Holiday Movie 2009-2013 (休日映画 2009-2013)

Regia, montaggio, fotografia, soggetto, sonoro: Saitō Masakazu. Durata: 52′
Formato: digitale

Il regista Saitō Masakazu riprende nei giorni di vacanza la sua piccola figlia e la sua famiglia, dalla nascita fino ai quattro anni, alternando impressioni della quotidianità della bambina che cresce con notizie e preoccupazioni provenienti da Fukushima.

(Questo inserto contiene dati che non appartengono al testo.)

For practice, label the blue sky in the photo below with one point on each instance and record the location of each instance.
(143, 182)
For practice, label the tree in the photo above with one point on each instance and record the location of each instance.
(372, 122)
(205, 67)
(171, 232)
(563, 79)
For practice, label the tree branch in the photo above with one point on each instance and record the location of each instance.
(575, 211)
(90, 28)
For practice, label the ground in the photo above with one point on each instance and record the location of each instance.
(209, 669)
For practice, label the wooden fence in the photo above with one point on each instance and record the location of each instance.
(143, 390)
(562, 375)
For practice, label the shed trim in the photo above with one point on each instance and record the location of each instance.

Presentato all’ultima edizione dell’Image Forum Film Festival, una manifestazione dedicata a scoprire o/e celebrare i film sperimentali e finanche le videoinstallazioni e tutto ciò che di interessante esce dalla cultura visiva giapponese ed internazionale, intesa in senso molto lato, Holiday Movie è in tutto e per tutto un home movie. Un video diario cioè, dove l’oggetto stesso del lavoro è qualcosa di personale e legato alla sfera privata del suo regista, Saitō Masakazu, in questo caso la nascita della prima figlia e la sua crescita nel corso di 4 anni, il tempo coperto dal film va infatti dal 2009 al 2013.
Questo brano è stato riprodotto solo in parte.